Bursa saham AS ditutup sebagian besar rendah pada akhir perdagangan Sabtu dinihari (19/03), terseret oleh penurunan saham keuangan dan kesehatan. Dow Jones turun 0,10% di 20,914.98 dengan penurunan tertinggi saham Goldman Sachs, SP500 turun 0,13% ke 2378,25 dengan sektor keuangan memimpin empat sektor yang lebih rendah serta Nasdaq naik 0,00% ke 5,901.00.

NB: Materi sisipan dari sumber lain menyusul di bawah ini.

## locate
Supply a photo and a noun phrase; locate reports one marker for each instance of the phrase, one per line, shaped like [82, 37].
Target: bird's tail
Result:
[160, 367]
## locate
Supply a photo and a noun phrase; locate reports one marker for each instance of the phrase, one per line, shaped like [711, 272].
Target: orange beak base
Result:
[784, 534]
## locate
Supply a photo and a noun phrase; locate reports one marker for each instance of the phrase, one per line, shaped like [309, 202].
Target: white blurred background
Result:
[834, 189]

Perdagangan bursa saham Asia pagi ini dibuka jatuh pengaruh investor mempertimbangkan hasil dari pertemuan menteri keuangan G20 di Jerman pada akhir pekan kemarin, ASX 200 turun 0,29% ke 5782,80 serta Kospi turun 0,48% ke 2.154,09. Pasar Jepang libur hari ini.

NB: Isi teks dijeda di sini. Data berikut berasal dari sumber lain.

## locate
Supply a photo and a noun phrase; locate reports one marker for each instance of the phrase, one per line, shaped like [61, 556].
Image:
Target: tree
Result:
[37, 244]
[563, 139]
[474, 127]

Dari pasar komoditas, harga emas naik 0,26% menjadi USD 1,229.56 per ons pada akhir perdagangan Sabtu dinihari (18/03) dan berada di jalur untuk kenaikan mingguan pertama sejak Februari karena dolar AS mencapai level terendah lima minggu menyusul sikap hati-hati Federal Reserve AS pada kebijakan suku bunga. Harga minyak naik tipis 0,1% menjadi USD 48,78 per barel pada akhir perdagangan akhir pekan, Sabtu dinihari (18/03), dan menyelesaikan minggu ini dengan kenaikan moderat setelah kehilangan hampir 10 persen pekan sebelumnya di tengah kekhawatiran bahwa pemotongan produksi OPEC gagal untuk mengurangi kelebihan pasokan global.

Dari pasar valas, Dolar AS sedikit bergerak naik terhadap sekeranjang mata uang lainnya pasca kenaikan suku bunga The Fed pada akhir pekan lalu setelah menyentuh level terendah lima. EURUSD turun 0,25% ke  level 1.07374. GBPUSD naik 0,29% ke level 1.23948. USDJPY turun 0,57% ke level 112.662.

Dari pasar modal Indonesia, Indeks Harga Saham Gabungan hari Jumat (17/3) naik 0,4% ke posisi 5540,43 merupakan rekor sepanjang masa yang menembus level 5500, pengaruh banyak modal investor asing yang kembali cetak net buy paling besar sepanjang tahun 2017. Sentimen negatif datang dari lemahnya perdagangan bursa saham AS namun dibatasi oleh rebound harga minyak mentah posisi penguatan rupiah terhadap dollar AS yang diperkirakan kuat. IHSG diperkirakan akan berada di kisaran support 5454-5487 dan kisaran resistance 5575-5590. Saham-saham yang menarik untuk dicermati hari ini : BBTN, INCO, SMRA dan WSKT.